Quando parlaimo di walking simulator, salvo alcune particolari eccezioni come What Remains of Edith Finch, viene davvero difficile intrattenersi a descrivere il gameplay, e Paradise Lost non fa nulla di particolare per sottrarsi a tale consuetudine. L’incedere è quanto mai guidato e lineare, privo di qualsiasi diramazione esplorativa, così come assai limitato è l’apporto attivo del giocatore, che si troverà sempicemente ad interagire con gli sparuti collezionabili, le scale ed alcuni congegni. Data l’assenza di puzzle o altre divagazioni, la struttura rimane confinata nei limiti di un film interattivo, con soltanto alcuni momenti, legati alla riproduzione di vicende passate della storia del bunker, che richiederanno una partecipazione più attiva. A sparigliare un poco le carte in tavola ci pensano delle piccole scelte, che serviranno a determinare uno dei vari epiloghi presenti nella produzione firmata All In! Games, e capaci di garantire un minimo di rigiocabilità supplementare alle circa 4-5 ore necessarie a giungere ai titoli di coda. Tecnicamente parlando, invece, il lavoro svolto si attesta su livelli sufficienti, anche se la modellazione generale e le varie animazioni risultino quanto mai grezze, con un quadro visivo che riesce a risollevarsi da una generale piattezza grazie ad uno stile quanto mai ispirato: il mondo sotterraneo tratteggiato dal team, difatti, risulta quanto mai vario e peculiare, cupamente affascinante nella sua crudele decadenza, oltre che capace di regalare intuizioni e scorci sicuramente suggestivi. Sono gli elementi di contorno a stonare in modo marcato, vedi un’interfaccia un po’ troppo abbozzata, oppure l’assenza di una qualsiasi forma di inventario tramite il quale poter ricontrollare i vari documenti raccolti durate l’avventura. Anche a livello puramente tecnico non mancano alcuni spigoli da smussare, che si traducono in piccoli scatti della scena, in sporadiche compenetrazioni ed in un paio di freeze dell’azione che mi hanno costretto a ricaricare il checkpoint. Niente di grave, vista la natura compassata del titolo (pure troppo, vista la lentezza esasperante con cui si muove Szymon). Di ben altra caratura il lavoro svolto sul versante audio, che oltre ad un convincente doppiaggio in inglese, vanta alcune composizioni musicali toccanti ed ispirate. Assente, ahinoi, la lingua italiana, ma l’inglese utilizzato è comunque di semplice comprensione, a patto di essere un minimo pratici.

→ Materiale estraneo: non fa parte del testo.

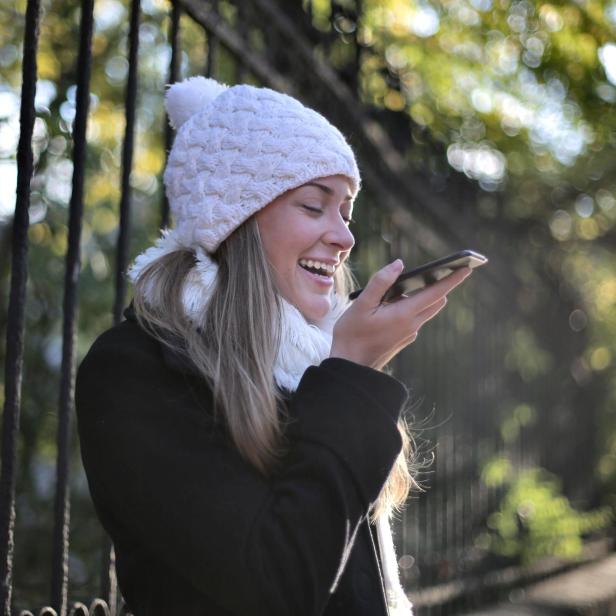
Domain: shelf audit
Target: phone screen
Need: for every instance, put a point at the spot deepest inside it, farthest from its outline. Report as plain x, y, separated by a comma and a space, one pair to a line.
420, 277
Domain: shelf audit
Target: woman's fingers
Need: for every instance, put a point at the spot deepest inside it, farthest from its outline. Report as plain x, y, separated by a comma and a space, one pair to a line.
379, 283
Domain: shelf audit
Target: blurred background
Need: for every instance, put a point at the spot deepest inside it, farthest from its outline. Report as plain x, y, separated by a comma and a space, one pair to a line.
482, 124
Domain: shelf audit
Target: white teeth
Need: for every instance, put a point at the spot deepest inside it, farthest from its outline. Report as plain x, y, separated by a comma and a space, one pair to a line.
330, 269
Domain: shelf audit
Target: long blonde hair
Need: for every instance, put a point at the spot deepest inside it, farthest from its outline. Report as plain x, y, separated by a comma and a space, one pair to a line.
238, 361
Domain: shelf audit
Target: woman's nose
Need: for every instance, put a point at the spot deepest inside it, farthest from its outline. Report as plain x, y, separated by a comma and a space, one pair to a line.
340, 235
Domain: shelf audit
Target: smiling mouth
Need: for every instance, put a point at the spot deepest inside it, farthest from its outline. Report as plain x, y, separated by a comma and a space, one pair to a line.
315, 267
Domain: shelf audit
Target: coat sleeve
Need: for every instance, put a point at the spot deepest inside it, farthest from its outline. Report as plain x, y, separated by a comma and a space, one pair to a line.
275, 546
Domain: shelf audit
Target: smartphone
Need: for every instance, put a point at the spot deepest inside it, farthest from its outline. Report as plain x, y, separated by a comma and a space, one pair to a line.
420, 277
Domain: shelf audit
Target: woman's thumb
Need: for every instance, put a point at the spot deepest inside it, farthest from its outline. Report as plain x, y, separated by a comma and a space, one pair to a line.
381, 281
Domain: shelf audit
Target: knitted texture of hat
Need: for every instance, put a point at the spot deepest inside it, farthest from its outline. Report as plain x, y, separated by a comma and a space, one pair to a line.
236, 150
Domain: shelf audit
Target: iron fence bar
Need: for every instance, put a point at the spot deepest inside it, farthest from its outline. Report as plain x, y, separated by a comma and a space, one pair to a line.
17, 297
108, 576
59, 562
127, 161
174, 73
212, 48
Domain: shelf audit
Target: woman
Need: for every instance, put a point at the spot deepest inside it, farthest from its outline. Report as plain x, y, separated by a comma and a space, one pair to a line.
243, 448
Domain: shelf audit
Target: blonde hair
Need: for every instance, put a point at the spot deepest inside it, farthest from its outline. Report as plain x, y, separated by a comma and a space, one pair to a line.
238, 361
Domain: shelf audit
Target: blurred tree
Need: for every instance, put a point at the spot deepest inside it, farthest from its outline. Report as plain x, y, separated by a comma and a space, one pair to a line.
517, 97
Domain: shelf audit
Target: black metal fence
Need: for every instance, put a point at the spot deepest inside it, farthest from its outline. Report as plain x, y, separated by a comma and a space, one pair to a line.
456, 371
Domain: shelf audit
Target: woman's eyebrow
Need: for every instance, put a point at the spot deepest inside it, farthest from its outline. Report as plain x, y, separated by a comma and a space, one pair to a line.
327, 190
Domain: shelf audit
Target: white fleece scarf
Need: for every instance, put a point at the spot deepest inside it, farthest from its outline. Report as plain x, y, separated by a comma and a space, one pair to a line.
302, 345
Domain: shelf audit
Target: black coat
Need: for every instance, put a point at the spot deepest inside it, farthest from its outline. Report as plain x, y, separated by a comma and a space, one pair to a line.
197, 531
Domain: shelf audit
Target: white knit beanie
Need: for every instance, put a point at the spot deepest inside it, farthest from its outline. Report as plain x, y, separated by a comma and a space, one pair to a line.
236, 150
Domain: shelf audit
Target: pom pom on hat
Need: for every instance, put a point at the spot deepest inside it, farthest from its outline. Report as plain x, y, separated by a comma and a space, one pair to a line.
186, 98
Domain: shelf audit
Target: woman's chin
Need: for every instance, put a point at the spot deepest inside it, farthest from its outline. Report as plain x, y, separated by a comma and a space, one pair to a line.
314, 309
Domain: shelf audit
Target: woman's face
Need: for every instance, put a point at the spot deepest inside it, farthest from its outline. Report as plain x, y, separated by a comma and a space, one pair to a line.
306, 237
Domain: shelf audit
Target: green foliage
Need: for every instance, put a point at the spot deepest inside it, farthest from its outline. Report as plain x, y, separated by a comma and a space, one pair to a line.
535, 519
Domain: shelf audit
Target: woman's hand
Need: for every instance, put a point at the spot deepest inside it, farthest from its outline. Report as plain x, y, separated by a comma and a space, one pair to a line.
371, 333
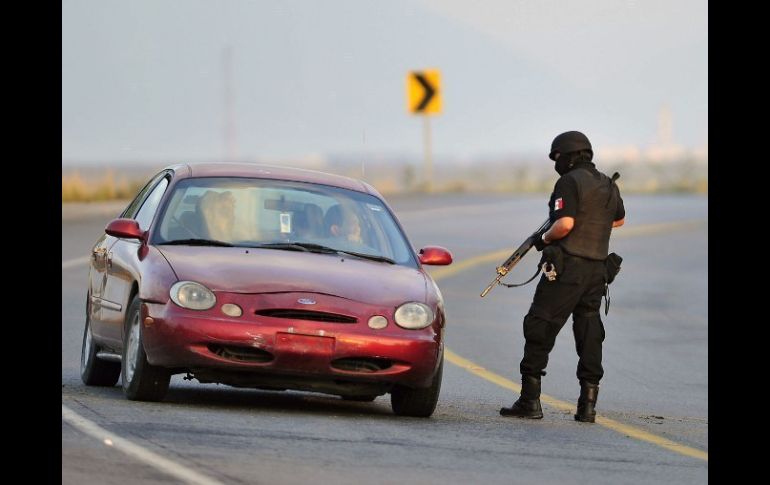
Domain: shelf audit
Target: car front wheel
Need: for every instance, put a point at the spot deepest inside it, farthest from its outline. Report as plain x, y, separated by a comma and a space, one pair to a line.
141, 380
420, 403
94, 371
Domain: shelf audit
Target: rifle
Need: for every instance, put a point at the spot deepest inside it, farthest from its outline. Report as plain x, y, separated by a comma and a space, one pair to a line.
514, 258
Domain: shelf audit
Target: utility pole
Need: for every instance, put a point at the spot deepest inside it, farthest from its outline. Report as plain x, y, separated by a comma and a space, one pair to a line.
231, 152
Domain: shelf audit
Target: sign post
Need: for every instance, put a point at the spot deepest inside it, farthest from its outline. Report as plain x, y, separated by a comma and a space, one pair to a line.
423, 97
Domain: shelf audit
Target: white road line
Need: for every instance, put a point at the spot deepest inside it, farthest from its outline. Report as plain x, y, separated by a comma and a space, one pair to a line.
70, 263
142, 454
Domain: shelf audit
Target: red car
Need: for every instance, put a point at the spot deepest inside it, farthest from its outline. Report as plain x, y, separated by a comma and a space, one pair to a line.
264, 277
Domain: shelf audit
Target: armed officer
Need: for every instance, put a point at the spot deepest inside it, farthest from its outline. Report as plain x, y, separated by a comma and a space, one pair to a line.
584, 207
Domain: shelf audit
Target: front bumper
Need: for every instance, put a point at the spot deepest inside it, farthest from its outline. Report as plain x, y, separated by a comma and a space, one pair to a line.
210, 343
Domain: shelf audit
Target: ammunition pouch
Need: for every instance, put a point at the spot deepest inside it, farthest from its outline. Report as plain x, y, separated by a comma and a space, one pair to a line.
612, 267
553, 256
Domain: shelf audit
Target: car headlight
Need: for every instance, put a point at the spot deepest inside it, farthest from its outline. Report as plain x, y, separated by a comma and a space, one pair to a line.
192, 295
414, 315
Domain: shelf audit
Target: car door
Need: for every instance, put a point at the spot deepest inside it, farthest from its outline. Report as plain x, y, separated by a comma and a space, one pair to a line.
99, 261
122, 260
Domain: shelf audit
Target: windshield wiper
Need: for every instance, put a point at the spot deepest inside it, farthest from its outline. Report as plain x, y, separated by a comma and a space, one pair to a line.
198, 242
287, 246
372, 257
319, 248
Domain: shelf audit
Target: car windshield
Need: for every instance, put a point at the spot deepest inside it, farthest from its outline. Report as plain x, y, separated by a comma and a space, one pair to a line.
277, 214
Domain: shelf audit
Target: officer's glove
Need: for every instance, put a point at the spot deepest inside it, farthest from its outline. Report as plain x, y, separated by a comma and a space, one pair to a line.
538, 241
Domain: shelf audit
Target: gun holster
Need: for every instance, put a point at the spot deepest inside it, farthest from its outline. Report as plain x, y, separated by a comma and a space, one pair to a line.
553, 258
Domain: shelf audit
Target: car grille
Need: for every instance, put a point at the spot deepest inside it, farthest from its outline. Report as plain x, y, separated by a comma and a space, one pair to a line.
362, 364
306, 315
241, 354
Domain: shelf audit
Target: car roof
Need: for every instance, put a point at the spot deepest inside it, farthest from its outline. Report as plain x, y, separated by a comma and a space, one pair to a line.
256, 170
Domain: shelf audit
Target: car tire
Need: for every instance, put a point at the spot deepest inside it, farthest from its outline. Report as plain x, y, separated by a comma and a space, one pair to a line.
93, 370
141, 380
420, 403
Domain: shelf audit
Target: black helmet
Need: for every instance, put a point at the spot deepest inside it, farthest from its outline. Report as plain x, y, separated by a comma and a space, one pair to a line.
570, 141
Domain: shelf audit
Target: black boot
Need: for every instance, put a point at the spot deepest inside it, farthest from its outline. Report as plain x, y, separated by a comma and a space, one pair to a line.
588, 394
528, 405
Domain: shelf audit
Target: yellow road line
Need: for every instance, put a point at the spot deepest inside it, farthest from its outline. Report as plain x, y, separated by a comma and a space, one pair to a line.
625, 429
622, 428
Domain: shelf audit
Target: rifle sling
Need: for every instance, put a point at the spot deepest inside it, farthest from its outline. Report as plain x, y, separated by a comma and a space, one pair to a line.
521, 284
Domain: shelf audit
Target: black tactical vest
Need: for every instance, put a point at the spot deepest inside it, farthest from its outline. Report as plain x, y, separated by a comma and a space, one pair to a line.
597, 206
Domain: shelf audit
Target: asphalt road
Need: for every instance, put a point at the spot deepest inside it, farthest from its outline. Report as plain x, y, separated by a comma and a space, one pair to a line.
653, 398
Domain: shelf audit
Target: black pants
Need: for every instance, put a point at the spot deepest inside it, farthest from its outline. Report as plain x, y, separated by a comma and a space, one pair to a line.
578, 290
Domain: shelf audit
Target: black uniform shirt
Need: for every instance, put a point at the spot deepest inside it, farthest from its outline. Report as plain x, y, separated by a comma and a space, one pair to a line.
564, 199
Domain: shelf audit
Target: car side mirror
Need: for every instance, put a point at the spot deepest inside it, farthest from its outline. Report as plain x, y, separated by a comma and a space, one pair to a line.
435, 255
124, 228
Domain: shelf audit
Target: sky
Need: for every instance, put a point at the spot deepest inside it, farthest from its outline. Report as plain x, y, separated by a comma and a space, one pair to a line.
144, 80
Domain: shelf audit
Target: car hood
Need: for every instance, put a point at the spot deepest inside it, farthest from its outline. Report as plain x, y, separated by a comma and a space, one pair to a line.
240, 270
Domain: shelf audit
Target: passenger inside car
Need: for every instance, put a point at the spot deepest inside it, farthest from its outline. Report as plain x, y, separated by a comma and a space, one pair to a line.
343, 224
217, 210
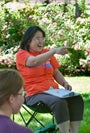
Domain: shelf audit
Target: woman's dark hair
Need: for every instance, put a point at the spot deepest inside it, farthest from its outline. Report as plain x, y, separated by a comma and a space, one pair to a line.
10, 84
29, 34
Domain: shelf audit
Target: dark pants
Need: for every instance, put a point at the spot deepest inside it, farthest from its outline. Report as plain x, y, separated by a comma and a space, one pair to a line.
63, 108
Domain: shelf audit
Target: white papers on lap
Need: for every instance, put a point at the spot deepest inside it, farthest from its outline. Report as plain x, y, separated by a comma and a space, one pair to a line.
62, 93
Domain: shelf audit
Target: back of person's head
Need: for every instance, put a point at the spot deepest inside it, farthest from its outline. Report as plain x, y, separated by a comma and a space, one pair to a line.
28, 36
10, 84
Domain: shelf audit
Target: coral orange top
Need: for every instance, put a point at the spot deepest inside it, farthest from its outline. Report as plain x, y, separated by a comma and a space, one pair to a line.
37, 78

Paradise Lost mi ha lasciato con un bel po’ di amaro in bocca una volta giunti ai titoli di coda: da amante quale sono delle ucronie post belliche, il setting messo in piedi dai ragazzi di All In! Games è riuscito a rapirmi in una manciata di minuti, ma ha finito ben presto per rimanere sacrificato sullo sfondo, lasciandomi con una voglia matta di saperne di più. Quello che resta, una volta archiviato il mondo alternativo tratteggiato dal team polacco, è una storia intima e personale, sicuramente arricchita da alcuni spunti interessanti, ma che si esaurisce in maniera un po’ troppo ingenua e, se si è avvezzi a simili narrazioni, anche in modo tutto sommato prevedibile. Al netto di questi difetti, comunque, attraversare i cupi cunicoli di questa Varsavia alternativa rimane un’esperienza piacevole, anche se un po’ troppo limitata e lineare. Di sicuro, viste le premesse, era lecito aspettarsi un qualche guizzo in più, ma se amate le avventure narrative, complice anche il prezzo tutto sommato contenuto, Paradise Lost potrebbe sicuramente rappresentare un piacevole diversivo.